TabletopGen: Instance-Level Interactive 3D Tabletop Scene Generation from Text or Single Image

1School of Artificial Intelligence, University of Chinese Academy of Sciences
2D-Robotics
3State Key Laboratory of Multimodal Artificial Intelligence Systems (MAIS), Institute of Automation, Chinese Academy of Sciences
*Equal contribution    Project Leader    Corresponding author
VO-DP

We present TabletopGen, a training-free, fully automatic unified framework that generates instance-level interactive 3D tabletop scenes. As shown on the left, TabletopGen can generate visually realistic, detail-rich, plausibly arranged, and collision-free 3D scenes from either text or a single image input. As shown on the right, our framework can produce a wide variety of tabletop scenes, spanning different shapes, styles, and functional categories.

Abstract

Generating high-fidelity, physically interactive 3D simulated tabletop scenes is essential for embodied AI—especially for robotic manipulation policy learning and data synthesis. However, current text- or image-driven 3D scene generation methods mainly focus on large-scale scenes, struggling to capture the high-density layouts and complex spatial relations that characterize tabletop scenes.
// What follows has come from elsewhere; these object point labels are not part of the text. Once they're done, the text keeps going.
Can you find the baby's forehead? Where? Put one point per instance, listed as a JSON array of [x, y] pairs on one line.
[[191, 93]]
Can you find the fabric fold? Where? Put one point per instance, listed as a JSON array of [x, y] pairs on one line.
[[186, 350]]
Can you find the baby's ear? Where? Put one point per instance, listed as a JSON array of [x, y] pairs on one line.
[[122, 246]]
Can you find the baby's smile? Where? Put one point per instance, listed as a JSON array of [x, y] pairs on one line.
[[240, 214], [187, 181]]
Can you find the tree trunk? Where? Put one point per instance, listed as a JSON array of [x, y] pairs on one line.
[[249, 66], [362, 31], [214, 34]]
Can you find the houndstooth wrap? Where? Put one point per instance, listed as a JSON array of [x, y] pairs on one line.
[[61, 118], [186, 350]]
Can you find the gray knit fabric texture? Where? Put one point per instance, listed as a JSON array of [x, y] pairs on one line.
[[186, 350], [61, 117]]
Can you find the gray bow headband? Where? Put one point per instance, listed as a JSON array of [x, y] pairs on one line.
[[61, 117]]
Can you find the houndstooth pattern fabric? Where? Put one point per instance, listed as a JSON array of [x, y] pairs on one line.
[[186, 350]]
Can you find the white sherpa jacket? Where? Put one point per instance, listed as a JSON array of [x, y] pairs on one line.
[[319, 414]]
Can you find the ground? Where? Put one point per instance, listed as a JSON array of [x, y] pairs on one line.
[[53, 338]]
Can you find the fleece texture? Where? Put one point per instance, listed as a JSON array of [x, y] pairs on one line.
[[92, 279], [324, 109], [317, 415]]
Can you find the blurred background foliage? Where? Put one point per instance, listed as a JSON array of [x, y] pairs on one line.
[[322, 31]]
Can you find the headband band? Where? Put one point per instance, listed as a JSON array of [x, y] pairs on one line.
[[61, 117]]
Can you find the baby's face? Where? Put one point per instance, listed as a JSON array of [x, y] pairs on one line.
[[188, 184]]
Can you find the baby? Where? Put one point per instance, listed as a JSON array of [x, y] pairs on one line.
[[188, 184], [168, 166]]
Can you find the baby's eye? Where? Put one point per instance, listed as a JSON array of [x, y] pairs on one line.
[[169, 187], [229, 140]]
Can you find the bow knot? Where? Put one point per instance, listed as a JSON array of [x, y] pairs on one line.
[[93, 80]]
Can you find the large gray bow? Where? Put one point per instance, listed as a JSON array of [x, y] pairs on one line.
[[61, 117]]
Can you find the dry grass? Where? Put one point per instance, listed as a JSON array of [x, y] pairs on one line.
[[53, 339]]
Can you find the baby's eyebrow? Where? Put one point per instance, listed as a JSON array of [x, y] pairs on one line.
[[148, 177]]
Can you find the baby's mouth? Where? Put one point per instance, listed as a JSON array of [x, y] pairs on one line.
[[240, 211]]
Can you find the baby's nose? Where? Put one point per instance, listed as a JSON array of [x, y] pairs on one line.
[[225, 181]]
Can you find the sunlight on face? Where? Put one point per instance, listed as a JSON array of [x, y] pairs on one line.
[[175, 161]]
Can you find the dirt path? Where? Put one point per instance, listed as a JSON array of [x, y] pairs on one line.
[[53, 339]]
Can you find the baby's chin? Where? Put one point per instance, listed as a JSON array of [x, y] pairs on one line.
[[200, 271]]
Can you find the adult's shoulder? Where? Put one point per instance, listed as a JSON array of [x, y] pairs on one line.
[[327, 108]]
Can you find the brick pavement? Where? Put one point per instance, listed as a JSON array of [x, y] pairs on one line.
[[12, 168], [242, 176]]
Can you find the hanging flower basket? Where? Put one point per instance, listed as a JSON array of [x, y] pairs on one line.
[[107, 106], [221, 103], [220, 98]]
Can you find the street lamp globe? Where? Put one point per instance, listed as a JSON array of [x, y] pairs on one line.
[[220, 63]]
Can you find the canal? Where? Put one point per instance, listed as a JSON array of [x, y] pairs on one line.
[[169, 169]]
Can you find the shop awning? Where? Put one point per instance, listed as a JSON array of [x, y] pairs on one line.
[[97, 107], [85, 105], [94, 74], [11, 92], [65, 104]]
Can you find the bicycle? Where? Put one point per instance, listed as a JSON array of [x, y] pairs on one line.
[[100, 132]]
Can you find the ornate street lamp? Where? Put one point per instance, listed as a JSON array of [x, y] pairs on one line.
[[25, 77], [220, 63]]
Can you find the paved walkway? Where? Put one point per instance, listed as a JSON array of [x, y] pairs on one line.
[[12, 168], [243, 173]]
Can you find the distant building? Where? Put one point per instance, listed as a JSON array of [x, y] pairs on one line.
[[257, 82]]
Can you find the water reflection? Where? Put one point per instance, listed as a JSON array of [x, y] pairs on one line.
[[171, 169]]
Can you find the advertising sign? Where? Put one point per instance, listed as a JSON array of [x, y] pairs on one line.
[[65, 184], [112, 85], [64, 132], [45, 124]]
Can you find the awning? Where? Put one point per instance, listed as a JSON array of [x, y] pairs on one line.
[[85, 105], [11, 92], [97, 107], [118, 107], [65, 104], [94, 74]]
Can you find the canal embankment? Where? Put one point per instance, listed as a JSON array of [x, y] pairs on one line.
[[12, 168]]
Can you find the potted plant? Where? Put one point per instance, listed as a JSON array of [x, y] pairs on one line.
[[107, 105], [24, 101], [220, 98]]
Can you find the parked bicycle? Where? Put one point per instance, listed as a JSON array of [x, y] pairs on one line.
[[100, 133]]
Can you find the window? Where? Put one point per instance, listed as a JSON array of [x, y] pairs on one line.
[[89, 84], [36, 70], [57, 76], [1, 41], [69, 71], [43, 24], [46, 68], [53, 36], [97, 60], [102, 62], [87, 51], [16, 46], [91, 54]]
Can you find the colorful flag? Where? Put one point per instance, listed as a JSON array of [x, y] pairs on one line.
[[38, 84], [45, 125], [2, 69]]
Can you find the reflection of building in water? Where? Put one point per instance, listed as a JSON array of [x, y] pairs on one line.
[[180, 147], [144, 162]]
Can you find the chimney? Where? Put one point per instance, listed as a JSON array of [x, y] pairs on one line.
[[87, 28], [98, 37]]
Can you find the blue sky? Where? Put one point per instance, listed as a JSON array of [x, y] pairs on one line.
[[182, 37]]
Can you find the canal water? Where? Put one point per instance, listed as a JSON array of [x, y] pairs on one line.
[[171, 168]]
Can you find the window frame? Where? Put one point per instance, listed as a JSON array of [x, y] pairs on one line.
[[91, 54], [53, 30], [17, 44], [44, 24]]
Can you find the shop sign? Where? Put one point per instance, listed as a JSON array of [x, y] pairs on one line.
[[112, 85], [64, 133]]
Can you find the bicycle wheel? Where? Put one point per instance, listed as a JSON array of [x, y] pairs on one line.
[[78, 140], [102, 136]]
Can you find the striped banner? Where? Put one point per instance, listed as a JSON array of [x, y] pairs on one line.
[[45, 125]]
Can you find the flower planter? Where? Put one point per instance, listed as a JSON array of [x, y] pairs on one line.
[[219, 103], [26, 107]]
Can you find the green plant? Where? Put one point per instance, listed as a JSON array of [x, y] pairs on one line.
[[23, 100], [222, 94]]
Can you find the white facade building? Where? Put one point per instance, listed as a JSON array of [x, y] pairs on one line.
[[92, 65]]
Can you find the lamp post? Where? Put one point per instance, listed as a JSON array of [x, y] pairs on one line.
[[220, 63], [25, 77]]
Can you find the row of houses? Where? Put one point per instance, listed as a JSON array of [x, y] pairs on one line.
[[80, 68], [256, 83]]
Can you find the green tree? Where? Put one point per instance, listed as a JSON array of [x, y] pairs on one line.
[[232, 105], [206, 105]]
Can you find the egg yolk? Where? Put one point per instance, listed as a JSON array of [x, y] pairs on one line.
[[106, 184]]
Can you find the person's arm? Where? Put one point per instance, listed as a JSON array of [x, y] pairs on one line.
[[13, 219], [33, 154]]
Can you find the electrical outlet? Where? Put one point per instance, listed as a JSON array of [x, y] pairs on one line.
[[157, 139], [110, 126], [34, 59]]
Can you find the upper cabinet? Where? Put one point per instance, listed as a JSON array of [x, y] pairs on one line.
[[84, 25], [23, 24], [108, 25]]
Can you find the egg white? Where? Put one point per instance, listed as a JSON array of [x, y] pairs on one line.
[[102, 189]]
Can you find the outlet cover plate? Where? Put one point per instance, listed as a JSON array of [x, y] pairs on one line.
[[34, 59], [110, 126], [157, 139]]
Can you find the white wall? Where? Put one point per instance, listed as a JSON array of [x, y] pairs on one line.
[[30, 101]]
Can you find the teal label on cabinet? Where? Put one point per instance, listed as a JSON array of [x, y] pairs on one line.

To address these challenges, we propose TabletopGen, a training-free, fully automatic framework that generates diverse, instance-level interactive 3D tabletop scenes. TabletopGen accepts a reference image as input, which can be synthesized by a text-to-image model to enhance scene diversity. We then perform instance segmentation and completion on the reference to obtain per-instance images. Each instance is reconstructed into a 3D model followed by canonical coordinate alignment. The aligned 3D models then undergo pose and scale estimation before being assembled into a collision-free, simulation-ready tabletop scene. A key component of our framework is a novel pose and scale alignment approach that decouples the complex spatial reasoning into two stages: a Differentiable Rotation Optimizer for precise rotation recovery and a Top-view Spatial Alignment mechanism for robust translation and scale estimation, enabling accurate 3D reconstruction from 2D reference. Extensive experiments and user studies show that TabletopGen achieves state-of-the-art performance, markedly surpassing existing methods in visual fidelity, layout accuracy, and physical plausibility, capable of generating realistic tabletop scenes with rich stylistic and spatial diversity.

Method

Method Overview

Our framework accepts either text (which is first converted into a reference image) or a single image. Starting from the image, we proceed in four stages: (1) Instance Extraction performs category analysis, segmentation, and completion to obtain clean, high-resolution per-instance images. (2) Canonical Model Generation uses Image-to-3D and MLLM-based alignment to create a 3D model with canonical coordinate system for each instance. (3) Our core Pose and Scale Alignment stage recovers the spatial layout. The DRO (Differentiable Rotation Optimizer) estimates rotation by optimizing a tri-modal loss, while the TSA (Top-view Spatial Alignment) mechanism synthesizes a top-view image and, together with MLLM reasoning, selects an anchor instance via our RMA-Score to infer each instance’s translation and scale. (4) 3D Scene Assembly stage combines all instance models with their poses and scales in a simulator to produce the final collision-free, interactive 3D tabletop scene.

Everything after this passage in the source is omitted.